The mean thickness of EDH was 27.3 mm in present study. In other study, mean thickness was 22.4 mm and 24.3 mm [5, 12]. The MLS evaluation showed that there was a shift of less and equal 10 mm in 78.6%, 11–20 mm in 14.3%, and greater than 21 mm in 7.1%. In Zhang et al.’s study, MLS was < 10 mm in 77.3% and > 10 mm in 22.7% [12]. CT scan results showed that basal cisterns were pressed in 67.9% cases; SAH, 39.9%; additional hematoma, 78.6%; IVH, 10.7%; and contusion presented in 57.1% cases. Other study described additional hematoma in 40.9%, SAH in 21.6% or 47.2%, IVH in 12%, and contusion in 40.3% or 46.9% [10, 12].

In SDH group, the mean thickness was 18.4 and was significantly smaller than in EDH group.
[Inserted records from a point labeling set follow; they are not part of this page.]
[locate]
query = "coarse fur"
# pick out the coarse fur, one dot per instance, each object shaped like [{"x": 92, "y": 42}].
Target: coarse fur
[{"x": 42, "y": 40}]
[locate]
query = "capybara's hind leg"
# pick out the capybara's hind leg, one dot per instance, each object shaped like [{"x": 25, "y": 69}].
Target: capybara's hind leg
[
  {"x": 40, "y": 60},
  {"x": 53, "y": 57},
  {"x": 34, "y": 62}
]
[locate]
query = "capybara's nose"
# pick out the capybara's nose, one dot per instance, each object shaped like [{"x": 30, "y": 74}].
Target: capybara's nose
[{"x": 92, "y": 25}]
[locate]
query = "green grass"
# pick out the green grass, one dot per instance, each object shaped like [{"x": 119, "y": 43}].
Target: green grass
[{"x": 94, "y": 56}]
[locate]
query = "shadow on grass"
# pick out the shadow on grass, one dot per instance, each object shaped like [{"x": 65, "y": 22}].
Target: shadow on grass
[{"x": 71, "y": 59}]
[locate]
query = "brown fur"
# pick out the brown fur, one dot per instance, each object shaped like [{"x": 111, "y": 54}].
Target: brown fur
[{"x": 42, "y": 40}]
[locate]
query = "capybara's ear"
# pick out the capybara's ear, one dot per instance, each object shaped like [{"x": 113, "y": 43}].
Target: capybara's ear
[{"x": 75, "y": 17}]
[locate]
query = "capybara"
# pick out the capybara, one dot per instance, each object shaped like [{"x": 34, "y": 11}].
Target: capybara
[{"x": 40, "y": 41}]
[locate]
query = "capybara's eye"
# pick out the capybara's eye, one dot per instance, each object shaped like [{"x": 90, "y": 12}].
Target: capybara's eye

Walcott et al. found mean thickness—14.4 mm [27]. MLS less than 10 mm was in 58% cases in present study. Most authors confirm that the most MLS was shift up to 10 mm [11, 13]. CT scan results showed that basal cisterns were pressed in 87%; SAH presented in 47%; additional hematoma, 87%; IVH, 17%; and contusion in 37% cases. Other study described basal cistern compress in 70%, SAH between 33 and 85%, IVH in 10.3%, and contusion between 20 and 65%. The most study described SAH and contusion about in 50% [11, 13, 27].
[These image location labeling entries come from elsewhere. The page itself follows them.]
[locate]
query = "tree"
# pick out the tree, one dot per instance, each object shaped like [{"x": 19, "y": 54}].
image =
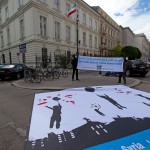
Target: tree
[
  {"x": 131, "y": 52},
  {"x": 139, "y": 53}
]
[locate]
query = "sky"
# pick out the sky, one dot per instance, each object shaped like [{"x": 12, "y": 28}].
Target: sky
[{"x": 127, "y": 13}]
SDH cause a greater mass effect than EDH in the form of greater midline shift and compressed basal cisterns [4, 7]. Present study confirm that association, because basal cistern often was pressed and midline shift was greater in the SDH than in EDH group (p < 0.05). A lot of authors studying patients with hematomas found a higher mortality associated with a greater MLS and the thickness of hematoma. Additionally, presence of SAH, IVH, and contusion testifies to greater severity of injury and associated with higher mortality [10, 26, 28].

Time Injury-Surgery

Time injury-surgery is an important factor, and minimizing this time can significantly reduce in-hospital mortality [29]. The mean time from injury to surgery was 15.7 h in present study in EDH group. In study from China, the mean time between trauma and surgical evacuation of EDH was 10.9 h [12] or 78 h in other study [5]. The mean time between injury and surgery was 9.9 h in SDH group, and 58% patients were operated over 4 h after the injury. The mean time injury-surgery was 5.4 and 14.2 h in other study [27, 30], and 73.5% and 80% of patients were operated over 4 h after the injury [16, 17]. However, time between trauma and surgery did not differ significantly.

In-Hospital Mortality

Our in-hospital mortality among patients with EDH was 10.7%. Mortality rate in case of EDH was from 2.6 to 15.5%, the most study described mortality rate about 10% [3, 5, 6]. In SDH group, our study showed mortality rate of 45%. Mortality in the subdural hematoma varies from 22 to 75%; most often the results oscillate about 40% [3, 11, 13, 17]. In patients with SDH, death during hospitalization was significantly frequent compared with the group with epidural hematoma (p = 0.0009).

Conclusion

Patients with SDH were nearly twice as old as patients with EDH. Most often, extra-axial hematomas affect men, especially the male dominance among the victims of EDH. Patients with SDH were more severe condition than patients with EDH on admission. Two times more patients with SDH suffered severe TBI (3–8 GCS) compared with EDH patients. The effects of dysautonomia were more often in patients with SDH than EDH. Hypo- and hypertension were the most common manifestations of dysautonomia in case of patients with extra-axial hematomas. Hypotension and hypoxia are often associated with a patient in severe condition with SDH. These factors worsen the patient’s prognosis, so they should be treated as soon as possible. Hyperglycemia and leukocytosis were the most common anomalies in laboratory factors routinely recorded on admission. Hyperglycemia is another factor that is significantly associated with prognosis. Despite the fact that EDH had a greater hematoma thickness, SDH caused greater midline shift and often pressed in basal cisterns. Patients with SDH died more than four times more often during hospitalization than patients with EDH.